El concilio reunido a comienzos del siglo VII, al que asistieron más de doscientos obispos, todavía constata «que en África, Libia y otros lugares, los obispos más temerosos de Dios visitan a sus mujeres». Aunque es cierto que el Trullanum arremete contra las relaciones sexuales de los obispos dentro del matrimonio, las autoriza en el caso de los subdiáconos, diáconos y sacerdotes, siempre que se hubieran casado antes de adquirir la dignidad subdiaconal. El famoso canon dice así: «Tras advertir que en la Iglesia Romana la costumbre es que quienes adquieren la dignidad diaconal o sacerdotal prometan que no pretenden mantener trato matrimonial con sus esposas, ordenamos, según la antigua ley del cuidado y disposición apostólicos, que los matrimonios legales de los santos hombres deben mantenerse en lo sucesivo, y que de ninguna manera disuelvan la unión con sus mujeres, y que de ninguna manera eviten la cohabitación cuando sea conveniente».
Avanzando en el tiempo, en Oriente nunca se dejaron endosar el celibato. En 1504, el cardinal Humbert, uno de los más influyentes curiales de su tiempo, intervino en Constantinopla contra el matrimonio de los sacerdotes, y dijo: «jóvenes casados, todavía exhaustos por el placer, celebran en el altar. E inmediatamente después abrazan de nuevo a sus mujeres con sus manos santificadas por el cuerpo inmaculado. Ése no es el distintivo de la verdadera fe, sino un invento de Satanás». Ante esta intervención, Nicetas, el abad del monasterio de Studiu, comentó que el cardenal era «más necio que un asno». Para Oriente, que marcaba la pauta en cuestiones teológicas. Occidente, con su creciente aversión al matrimonio de los clérigos, era un mundo de bárbaros.
En tiempos de San Patricio (372-461), enviado por Roma para evangelizar Irlanda y convertido en su santo nacional, los religiosos casados aparecían como completamente normales.
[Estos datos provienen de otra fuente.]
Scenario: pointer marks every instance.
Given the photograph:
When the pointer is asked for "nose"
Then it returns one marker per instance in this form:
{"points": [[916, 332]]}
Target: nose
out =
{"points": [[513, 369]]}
Durante todo el periodo merovingio tampoco tuvieron la obligación de disolver el matrimonio y la mayoría mantenía relaciones sexuales sin ocultarlo. Ni siquiera los sínodos de España —donde surgió el primer decreto de celibato (infra)— mencionan la abstinencia del clero en el matrimonio hasta comienzos del siglo VI.
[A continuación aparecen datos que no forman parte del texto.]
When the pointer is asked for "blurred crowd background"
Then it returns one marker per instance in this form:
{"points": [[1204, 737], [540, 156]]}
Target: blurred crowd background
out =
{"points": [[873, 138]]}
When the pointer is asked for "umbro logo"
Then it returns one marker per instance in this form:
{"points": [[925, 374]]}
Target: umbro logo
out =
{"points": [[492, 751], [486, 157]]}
En Alemania, el gran concilio de Aquisgrán, en el 816, autoriza la ordenación sacerdotal de los casados; y todavía en 1019, obstaculizar el ministerio de los religiosos casados es castigado por el sínodo de Goslar con la excomunión.
En Roma, hubo hijos de sacerdotes que se convirtieron en papas hasta el siglo X: Bonifacio I, Félix III, Agapito I, Teodoro I, Adriano II, Martín II, Bonifacio VI y otros. Varios de ellos fueron canonizados: San Bonifacio I, San Silverio y San Diosdado. Y hasta hubo papas que fueron hijos de papas, como Silverio, el hijo del papa Hormisdas, o Juan XI, el hijo de Sergio III. En el siglo XI, todos los religiosos del sur de Italia seguían contrayendo matrimonio abiertamente. Y en cuanto al norte, Guido de Ferrara, un testigo ocular, escribe: «en toda Emilia y en Liguria, diáconos y presbíteros metían a mujeres en sus casas, celebraban bodas, casaban a sus hijas, unían a los hijos que habían engendrado con esposas ricas y distinguidas». Por otra parte, muchos de los sacerdotes concubinati vivían a mediados del siglo XI en Roma.
En la sobria Inglaterra, el celibato comenzó a introducirse aún más tardíamente. Allí, en los siglos VIII y IX incluso el matrimonio de los obispos era habitual; los sínodos toleraron el matrimonio de los clérigos rurales hasta la alta Edad Media; y después, un prelado británico se consolaba así: «se podrá quitar las mujeres a los sacerdotes, pero no los sacerdotes a las mujeres».
En Hungría, Dinamarca y Suecia, todavía en el siglo XIII había religiosos casados; en el norte de Suecia e Islandia el matrimonio de los clérigos siguió existiendo hasta que la Reforma lo sancionó de nuevo[140].